A poll published Wednesday revealed that a majority of Russians believe their country is perceived as "interesting" abroad, while few believe foreigners think Russia is "authoritarian."
The poll's results, which showed that most Russians believe the country is viewed favorably abroad, may be a surprise to some in light of the West's recent criticism of the country over ongoing events in Ukraine.
Conducted in May and June by the state-run Public Opinion Foundation on a representative sample of 1,600 adults, the poll found that more than two-thirds of Russians are convinced foreigners think Russia is an "interesting" country.
A similar — albeit smaller — proportion of the population believe the country is revered abroad because of its "strong power," "responsiveness" and "independence."
The survey also found that the population mostly agrees that foreigners do not perceive Russia as being "authoritarian," "stubborn" or "wasteful" — traits frequently voiced by Western leaders when criticizing Russia.
The results of the poll, which carries a margin of error that did not exceed 3.4 percent, clash with those of surveys conducted by Western pollsters and research organizations, signaling a distortion between what Russians believe the world's views to be and what they actually are.

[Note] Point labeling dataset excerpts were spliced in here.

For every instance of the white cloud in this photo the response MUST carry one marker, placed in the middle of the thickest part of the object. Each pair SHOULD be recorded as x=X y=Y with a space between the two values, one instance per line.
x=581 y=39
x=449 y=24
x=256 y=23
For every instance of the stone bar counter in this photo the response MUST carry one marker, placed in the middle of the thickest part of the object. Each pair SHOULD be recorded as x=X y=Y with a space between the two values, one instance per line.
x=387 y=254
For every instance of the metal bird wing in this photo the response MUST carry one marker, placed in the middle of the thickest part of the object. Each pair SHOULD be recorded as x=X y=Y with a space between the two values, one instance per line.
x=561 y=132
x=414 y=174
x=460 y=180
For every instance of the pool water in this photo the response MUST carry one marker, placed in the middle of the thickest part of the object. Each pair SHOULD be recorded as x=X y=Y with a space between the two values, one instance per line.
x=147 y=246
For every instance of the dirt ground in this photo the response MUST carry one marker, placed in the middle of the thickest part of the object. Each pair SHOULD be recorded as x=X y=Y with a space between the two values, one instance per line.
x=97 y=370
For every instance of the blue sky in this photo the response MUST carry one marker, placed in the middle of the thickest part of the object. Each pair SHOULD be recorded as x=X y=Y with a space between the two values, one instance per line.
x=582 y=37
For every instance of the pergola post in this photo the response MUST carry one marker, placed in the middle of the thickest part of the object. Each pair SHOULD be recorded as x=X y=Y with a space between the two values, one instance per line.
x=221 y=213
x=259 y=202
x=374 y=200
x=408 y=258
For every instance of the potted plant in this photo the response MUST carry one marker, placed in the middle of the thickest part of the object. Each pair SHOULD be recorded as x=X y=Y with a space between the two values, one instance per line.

A survey conducted by American pollster Gallup in the aftermath of Russia's annexation of Crimea in March revealed that 68 percent of Americans consider Russia an "enemy" or an "unfriendly" country, which represents a record high since 1999.
A study commissioned by the BBC World Service from GlobeScan and the Program on International Policy Attitudes published in June showed that attitudes toward Russia had soured in 13 out of 24 countries surveyed since the poll began in 2005. The study found a sharp increase in negative views of Russia in many Western countries, including the U.S., Spain and Germany.